White House spokeswoman Karoline Leavitt confirmed Boebert’s meeting at a press conference Wednesday afternoon, saying it was about transparency.
“Doesn’t it show transparency that members of the Trump administration are willing to brief members of Congress, whenever they please?” Leavitt told an ABC reporter who asked whether the administration was meeting with Boebert in order to push her to take her name off the petition. “Doesn’t that show the level of transparency when we are willing to sit down with members of Congress and address their concerns?”
Boebert thanked the White House for the meeting, writing on social media later in the afternoon, “Together, we remain committed to ensuring transparency for the American people.” CPR News has reached out to her for additional comment.

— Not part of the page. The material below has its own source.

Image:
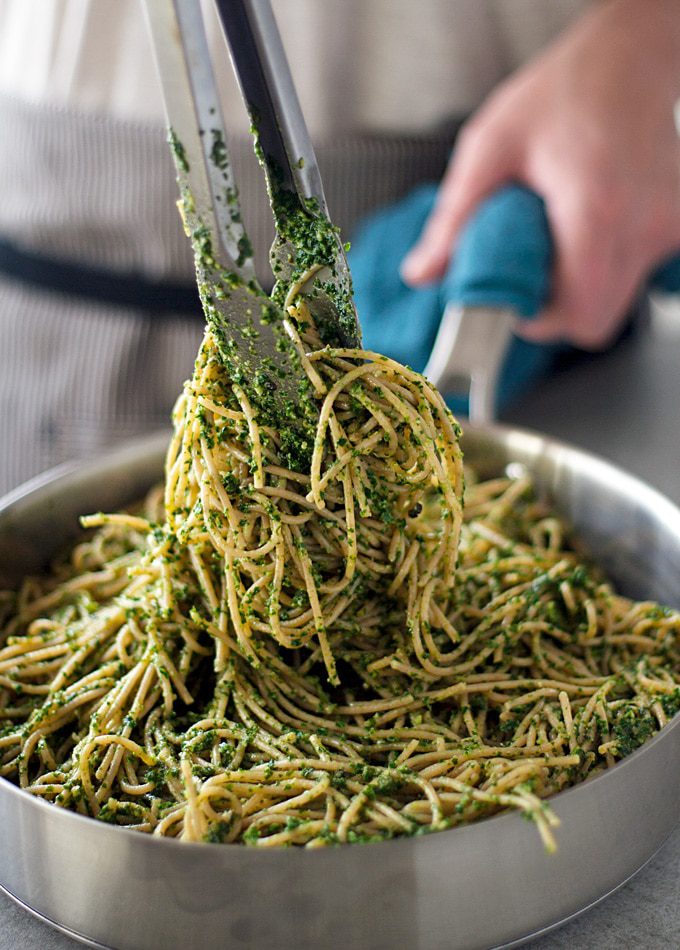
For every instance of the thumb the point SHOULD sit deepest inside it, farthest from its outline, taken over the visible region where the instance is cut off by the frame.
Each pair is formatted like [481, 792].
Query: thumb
[478, 166]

Boebert is one of four Republicans who signed the bipartisan discharge petition led by GOP Rep. Thomas Massie of Kentucky and Democratic Rep. Ro Khanna of California to force the Justice Department to release all the files.
Boebert, Rep. Nancy Mace of South Carolina and Rep. Marjorie Taylor Greene of Georgia all signed onto the petition on September 2. It remained one vote short until Wednesday afternoon when Democratic Rep. Adelita Grijalva of New Mexico was sworn in and added her name.
Massie and Khanna sat together during the swearing in and stood up and clapped when it was announced she’d be the 218th signature. There were also two Epstein victims in the gallery watching.
Once a petition reaches 218 votes, it is frozen and no names can be added or removed.
Earlier in the day, Trump lashed out on social media at Republicans that supported the petition, writing Democrats are doing this to deflect from their failures.
“Only a very bad, or stupid, Republican would fall into that trap,” he wrote on Truth Social. “There should be no deflections to Epstein or anything else, and Republicans involved should be focused only on opening up our country and fixing the massive damage caused by the Democrats!”
Even with the required 218 signatures on the discharge petition, there will still be a lag before the bill can come to the floor for a vote.
It will take seven legislative days before it’s ready to be brought to the floor and then Speaker Mike Johnson will have two legislative days to schedule a vote. And it will still have to come to the floor under a rule, which gives Republican leaders some control over the bill.
If the bill gets to the House floor for a vote and passes, there’s no guarantee that the Senate would take it up and pass it there. But if it did, it would then have to be signed into law by Trump, who has referred to the effort as the “Epstein Hoax.”